Intel has started talking about about Knights Ferry, the manycore development platform that precedes the Knights Corner chip. Both are part of the Many Integrated Core (MIC) architecture announced in May; Knights Ferry was briefed by Kirk Skaugen ISC’10.
PGI’s Michael Wolfe wrote an interesting overview of Knights Ferry for HPCwire late last week that compares the chip to Fermi and discussed the similarities to Larrabee, the little platform that couldn’t.

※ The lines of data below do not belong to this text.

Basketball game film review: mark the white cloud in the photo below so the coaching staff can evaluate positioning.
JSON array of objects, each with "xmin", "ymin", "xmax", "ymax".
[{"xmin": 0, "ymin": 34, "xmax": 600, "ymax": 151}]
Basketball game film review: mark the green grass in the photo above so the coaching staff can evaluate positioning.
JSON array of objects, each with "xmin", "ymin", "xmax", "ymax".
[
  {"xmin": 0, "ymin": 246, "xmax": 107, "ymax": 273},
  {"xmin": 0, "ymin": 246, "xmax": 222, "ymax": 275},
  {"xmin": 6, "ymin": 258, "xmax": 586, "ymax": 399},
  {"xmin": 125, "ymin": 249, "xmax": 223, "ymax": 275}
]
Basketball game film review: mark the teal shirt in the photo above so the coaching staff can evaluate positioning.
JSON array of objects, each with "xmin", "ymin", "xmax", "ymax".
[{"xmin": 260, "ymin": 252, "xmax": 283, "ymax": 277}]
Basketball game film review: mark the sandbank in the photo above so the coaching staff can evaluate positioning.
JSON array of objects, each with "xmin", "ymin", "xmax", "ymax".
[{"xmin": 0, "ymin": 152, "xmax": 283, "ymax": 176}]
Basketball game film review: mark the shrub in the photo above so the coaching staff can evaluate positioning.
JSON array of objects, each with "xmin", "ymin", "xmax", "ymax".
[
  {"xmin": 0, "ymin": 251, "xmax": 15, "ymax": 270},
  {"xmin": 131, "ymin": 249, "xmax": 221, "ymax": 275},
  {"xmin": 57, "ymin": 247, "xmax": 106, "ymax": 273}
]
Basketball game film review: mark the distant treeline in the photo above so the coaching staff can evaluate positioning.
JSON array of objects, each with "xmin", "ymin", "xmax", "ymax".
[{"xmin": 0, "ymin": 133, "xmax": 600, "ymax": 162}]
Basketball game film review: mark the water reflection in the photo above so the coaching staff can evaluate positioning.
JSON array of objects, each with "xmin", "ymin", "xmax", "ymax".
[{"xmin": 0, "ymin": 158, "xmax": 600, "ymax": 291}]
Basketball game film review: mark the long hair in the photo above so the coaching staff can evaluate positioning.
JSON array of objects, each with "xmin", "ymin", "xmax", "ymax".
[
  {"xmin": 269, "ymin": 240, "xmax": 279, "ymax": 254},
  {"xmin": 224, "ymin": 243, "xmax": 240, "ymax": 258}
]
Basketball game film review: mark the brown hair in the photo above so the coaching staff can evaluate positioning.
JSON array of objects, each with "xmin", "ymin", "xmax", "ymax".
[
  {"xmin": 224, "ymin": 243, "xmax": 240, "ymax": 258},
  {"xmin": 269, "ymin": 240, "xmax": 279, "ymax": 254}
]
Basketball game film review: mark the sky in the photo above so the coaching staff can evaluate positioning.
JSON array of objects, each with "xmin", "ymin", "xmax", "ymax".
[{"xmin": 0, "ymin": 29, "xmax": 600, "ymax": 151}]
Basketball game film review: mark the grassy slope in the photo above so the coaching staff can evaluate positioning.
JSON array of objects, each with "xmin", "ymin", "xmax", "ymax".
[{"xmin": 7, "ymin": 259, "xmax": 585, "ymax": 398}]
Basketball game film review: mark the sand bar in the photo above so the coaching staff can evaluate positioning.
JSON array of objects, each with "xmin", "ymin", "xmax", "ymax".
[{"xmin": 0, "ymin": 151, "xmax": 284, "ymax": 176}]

The Knights Ferry has 32 x86 cores on chip, each with 32KB L1 instruction cache, 32KB L1 data cache, and 256KB L2 cache. I will refer to them as 32 processors. Each processor has a vector unit, essentially a very wide (512 bits or 16 floats) SSE unit, allowing 16 single precision floating point operations in a single instruction. Double-precision compute throughput is half that of single-precision. The 32 data caches are kept coherent by a ring network, which is also the connection to the on-chip memory interface(s). Each processor supports a multithreading depth of four, enough to keep the processor busy while filling an L1 cache miss. The Knights Ferry is implemented on a PCI card, and has its own memory, connected to the host memory through PCI DMA operations. This interface may change in future editions, but Intel advertises the MIC as “an Intel Co-Processor Architecture.” This could be taken as acknowledgement that accelerators can play a legitimate role in the high performance market.